Nicolaus Copernicus (1473-1543) was a Polish astronomer who developed the Copernican system, a model of the solar system in which the Earth and the other planets orbit the Sun.

Supplies Needed:
  • A yellow paper plate (or a white one plus yellow paint) for the Sun
  • Scissors
  • Three brads (metal paper connectors)
  • White cardstock
  • A compass for drawing circles, or print a template.
  • Crayons or markers

Instructions

1.

Cut out three circles (small, medium, and large) from cardstock or cardboard from a cereal box. [If available, a yellow paper plate makes a nice Sun.]

You’ll need a large circle for the Sun, a medium one for the Earth, and a small one for the Moon.

For a black-and-white template, click here. For a color template, click here. Note: Use the margins of the template for the strips connecting the Sun, Earth, and Moon.

2.

Cut out two strips of cardstock (any color) about 1 inch thick (you can use the marked margins of the templates above). One strip should be aboout 8 inches long and one should be about 5 inches long.

3.

Give the student the three circles. Let them figure out which represents the Sun, the Earth, and the Moon. On each circle, write the name of the celestial object (Sun, Moon, or Earth) on its back.

Color the Sun yellow, color the Earth blue and green, and color the Moon white.

4.

Connect one end of the short (roughly 4-5” long) strip of paper to the center of the back of the Moon using a brad.

Connect the other end of that strip of paper to the center of the Earth (but don’t close the second brad yet).

5.

Connect one end of the long (roughly 8” long) strip of paper to the center of the back of the Earth with the already-open brad.

Connect the other end of that short strip of paper to the center of the sun.

6.

You now have a model of the Sun, the Earth, and the Moon.

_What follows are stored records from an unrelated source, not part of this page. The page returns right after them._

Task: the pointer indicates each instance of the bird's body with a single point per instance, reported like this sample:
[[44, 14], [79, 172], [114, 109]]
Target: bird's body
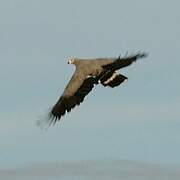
[[88, 73]]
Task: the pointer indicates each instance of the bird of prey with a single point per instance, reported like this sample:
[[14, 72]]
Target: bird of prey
[[88, 73]]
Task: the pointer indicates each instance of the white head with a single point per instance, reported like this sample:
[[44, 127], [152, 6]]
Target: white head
[[71, 61]]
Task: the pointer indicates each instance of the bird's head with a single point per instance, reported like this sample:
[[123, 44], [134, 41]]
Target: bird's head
[[71, 61]]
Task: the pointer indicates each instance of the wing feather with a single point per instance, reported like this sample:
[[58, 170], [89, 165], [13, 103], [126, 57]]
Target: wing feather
[[123, 62], [73, 95]]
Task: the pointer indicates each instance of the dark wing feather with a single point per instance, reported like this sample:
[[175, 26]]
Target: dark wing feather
[[73, 95], [116, 81], [123, 62]]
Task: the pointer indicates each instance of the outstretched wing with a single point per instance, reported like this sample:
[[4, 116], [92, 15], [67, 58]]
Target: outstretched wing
[[123, 62], [74, 94]]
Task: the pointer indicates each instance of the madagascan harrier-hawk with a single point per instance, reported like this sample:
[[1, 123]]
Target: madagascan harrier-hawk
[[88, 73]]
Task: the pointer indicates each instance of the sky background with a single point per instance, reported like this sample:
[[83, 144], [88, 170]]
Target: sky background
[[139, 121]]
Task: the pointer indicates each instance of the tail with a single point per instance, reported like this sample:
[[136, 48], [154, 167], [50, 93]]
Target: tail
[[125, 61]]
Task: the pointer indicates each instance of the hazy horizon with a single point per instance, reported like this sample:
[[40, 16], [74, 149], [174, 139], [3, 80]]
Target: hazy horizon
[[138, 121]]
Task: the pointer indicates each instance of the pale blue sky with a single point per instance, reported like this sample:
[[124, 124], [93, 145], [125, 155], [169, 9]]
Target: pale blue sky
[[138, 121]]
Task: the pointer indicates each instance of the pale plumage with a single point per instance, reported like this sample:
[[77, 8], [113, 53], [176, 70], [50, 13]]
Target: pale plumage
[[90, 72]]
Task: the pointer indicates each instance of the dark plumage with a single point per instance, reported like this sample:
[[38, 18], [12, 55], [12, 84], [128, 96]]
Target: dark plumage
[[90, 72]]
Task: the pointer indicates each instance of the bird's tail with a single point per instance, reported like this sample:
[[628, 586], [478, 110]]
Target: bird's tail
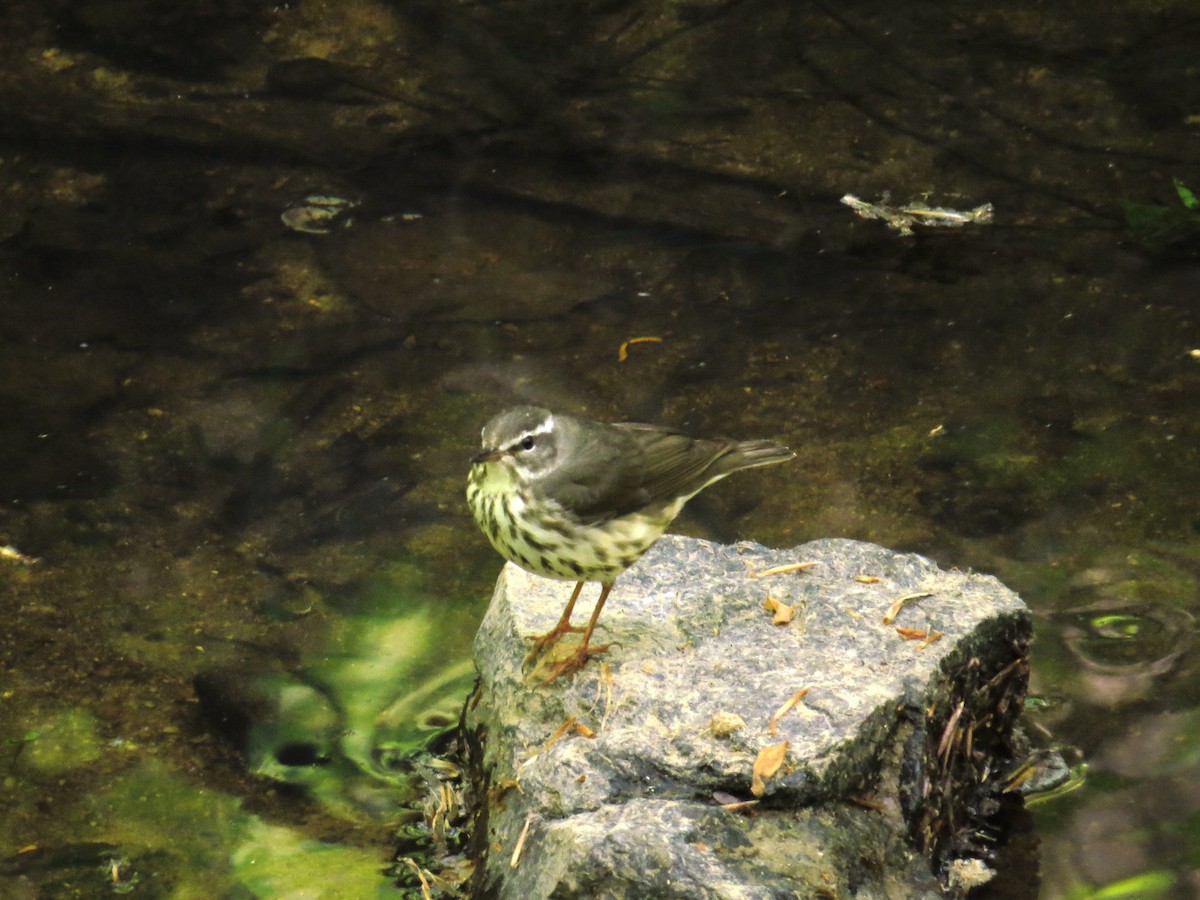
[[750, 454]]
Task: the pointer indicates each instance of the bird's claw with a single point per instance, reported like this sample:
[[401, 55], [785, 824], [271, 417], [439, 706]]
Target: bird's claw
[[574, 663]]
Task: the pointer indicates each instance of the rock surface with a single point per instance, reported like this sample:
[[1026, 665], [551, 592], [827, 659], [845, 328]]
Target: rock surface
[[618, 783]]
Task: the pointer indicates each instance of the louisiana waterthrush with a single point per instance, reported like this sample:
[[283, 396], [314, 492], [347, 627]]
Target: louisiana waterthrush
[[580, 501]]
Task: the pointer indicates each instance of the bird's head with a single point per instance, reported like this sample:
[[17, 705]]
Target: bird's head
[[525, 441]]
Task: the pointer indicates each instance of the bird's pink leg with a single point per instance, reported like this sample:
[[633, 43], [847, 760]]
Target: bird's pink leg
[[576, 660], [555, 635]]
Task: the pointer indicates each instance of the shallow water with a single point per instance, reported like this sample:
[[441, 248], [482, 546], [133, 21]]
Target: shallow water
[[238, 450]]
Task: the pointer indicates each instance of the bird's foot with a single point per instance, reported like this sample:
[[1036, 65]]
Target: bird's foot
[[574, 663], [543, 643]]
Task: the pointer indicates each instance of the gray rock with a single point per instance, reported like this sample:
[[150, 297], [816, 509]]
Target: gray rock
[[893, 756]]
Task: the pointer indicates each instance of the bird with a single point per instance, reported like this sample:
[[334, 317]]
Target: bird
[[576, 499]]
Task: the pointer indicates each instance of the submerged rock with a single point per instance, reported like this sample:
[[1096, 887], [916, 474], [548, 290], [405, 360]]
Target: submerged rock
[[714, 754]]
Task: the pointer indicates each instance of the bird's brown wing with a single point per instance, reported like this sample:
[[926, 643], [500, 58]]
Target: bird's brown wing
[[631, 466]]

Note that although the relative sizes of the Earth and the Moon are roughly accurate (about 3:1), the Sun should be much, much larger (the Sun is over 100 times bigger than the Earth).

Also, the Earth is over 370 times farther from the Sun than it is from the Moon. If this model were accurate, the Earth and the Sun should be over 90 feet apart (given that the Earth-Moon distance in the model is about 3 inches).

You can use this model to demonstrate how the Earth orbits around the Sun, and how the Moon orbits around the Earth.

Image: A half moon (also called quarter moon): The moon appears as a half circle.

7.

You can demonstrate how the phases of the Moon are determined by the relative positions of the Moon, Earth, and the Sun. To help do this, color half the moon dark and keep the light side facing the sun.

Image 1: Full moon, when the moon appears as a full circle.
Image 2: New moon, when the moon is not visible to us because the dark side is facing the Earth.

8.

Solar eclipses (see diagram on the left) and lunar eclipses (see diagram on the right) can be demonstrated using this model.

Image 1: A solar eclipse, when the moon blocks the light of the sun.
Image 2: A lunar eclipse, when the Earth blocks sunlight from hitting the moon.